TGF-β is a key mediator in fibrosis which stimulates ECM synthesis17. In our data, the level of TGF-β was increased in BLM group and decreased by PDX posttreatment. Recent studies have shown many innate proinflammatory cytokines have crucial roles in the pathogenesis of fibrosis. Mice that overexpressed IL-17, TNF-α and IL-1β in the lung developed highly progressive pulmonary fibrosis. TNF-α and IL-1β, in particular, induced EMT and myofibroblast activation via a TGF-β1-mediated mechanism. IL-17 was a contribution to myofibroblast activation, which likely suppressed collagen degradation pathways18,19,20,21,22. As our data shown, the level of IL-17, TNF-α and IL-1β were increased in BLM group, whereas PDX posttreatment reduced fibrosis related factors. An interesting study showed that challenged with profibrotic IL-17, reduced the expression of several important genes within the autophagy pathway including Atg14 and beclin-123. It is speculated that the attenuation of IL-17 induced by PDX likely promotes autophagy and improves collagen degradation pathways. Therefore, PDX reverses fibrosis possibly through reduction these cytokines to inhibit myofibroblast activation and promote collagen degradation.

Lung function test is an important tool for evaluation of respiratory disease in clinical. Several studies have confirmed that BLM-induced lung fibrosis resulted in a decrease in IC and Cst, an improvement of eslance with or without resistance strengthening24,25,26,27,28. In our experiments, we performed a systematic and comprehensive assessment of lung function. Our data demonstrated that BLM induced fibrosis presented with a restrictive pulmonary function pattern. The lung function of 7 days after BLM administration presented impaired with a decrease of IC. Upon the methacholine, Rrs and specific airway Rn were intensified, suggesting airway hyperresponsiveness due to inflammation. G and H were enhanced which reflected lung parenchyma injured and phenotype changed, as well as an increased Ers, reinforced lung has presented fibrosis. On day 21, in the BLM group, Rrs and Rn presented a similar extent increase, which was due to the low-grade but persistent inflammatory trigger during fibrosis. PDX reduced respiratory resistance, suggesting PDX promoted fibrosis resolution partly through attenuated inflammatory trigger. Consistently, we found BLM increased Ers, G and H, decreased IC. In addition, BLM also caused a downshift of PV loop curve with an increased Area and a decrease in Cst, A and K, all these values clearly indicated that the intrinsic stiffness of the lung and chest wall was increased and pointed to an improvement elastic recoil of the lung by fibrosis. Posttreatment with PDX restored the compliance and elastance of lung to normal values. Taken together, these results indicate that BLM induced fibrosis not only involved the peripheral lung tissue compartment but also influence the function of the entire respiratory system, which can be restored by PDX.
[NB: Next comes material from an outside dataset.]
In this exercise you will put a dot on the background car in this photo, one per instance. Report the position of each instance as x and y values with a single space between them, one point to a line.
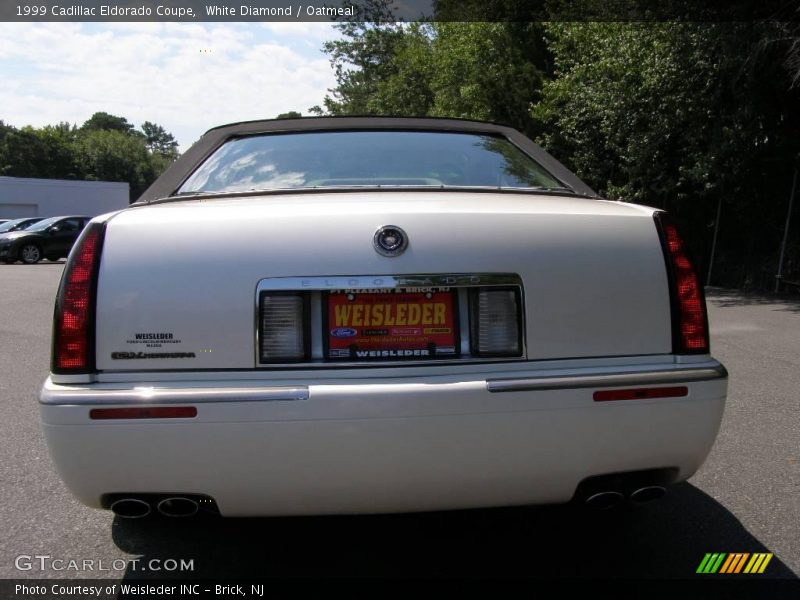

Refractory hypoxemia by the damage of lung function is the most important cause of death in pulmonary fibrosis29. Our results showed that PaO2 and SaO2 were reduced in BLM group mice, which provided more robust evidence for the successful establishment of the fibrosis model. However, the PH, PaCO2, and Lac had no significant change between the saline group and the BLM group, which may be related to the chronic progress of fibrosis. Mice would still be in the stage of compensatory on day 21 after BLM challenge, and mice would be adapted to the lower oxygen so as to no change in the level of PH, which could be supported by the level of Lac. Consistent with us, previous researches also have shown a similar effect that the PH, PaO2 and SaO2 were decreased in BLM-induced fibrosis mice, with or without a significantly increase in PaCO230,31.

The key cellular mediator in fibrosis is the myofibroblast. In mouse models of renal and hepatic fibrosis, up to 40% of α-SMA-positive myofibroblasts have been showed derived from epithelial cells via EMT. TGF-β is a crucial stimulator of the EMT. TGF-β induced EMT for epithelial cells initiate metastasis which leads to switching of E-cadherin to N-cadherin32. In our study, we proved that TGF-β decreased E-cadherin protein expression and induced N-cadherin, α-SMA protein expression of ATII cells, whereas PDX inhibited this process in vivo and in vitro. It is suggesting that PDX exerts a therapeutic effect on fibrosis partly through modulating epithelial phenotypes, regulating the balance of EMT and mesenchymal–epithelial transition (MET).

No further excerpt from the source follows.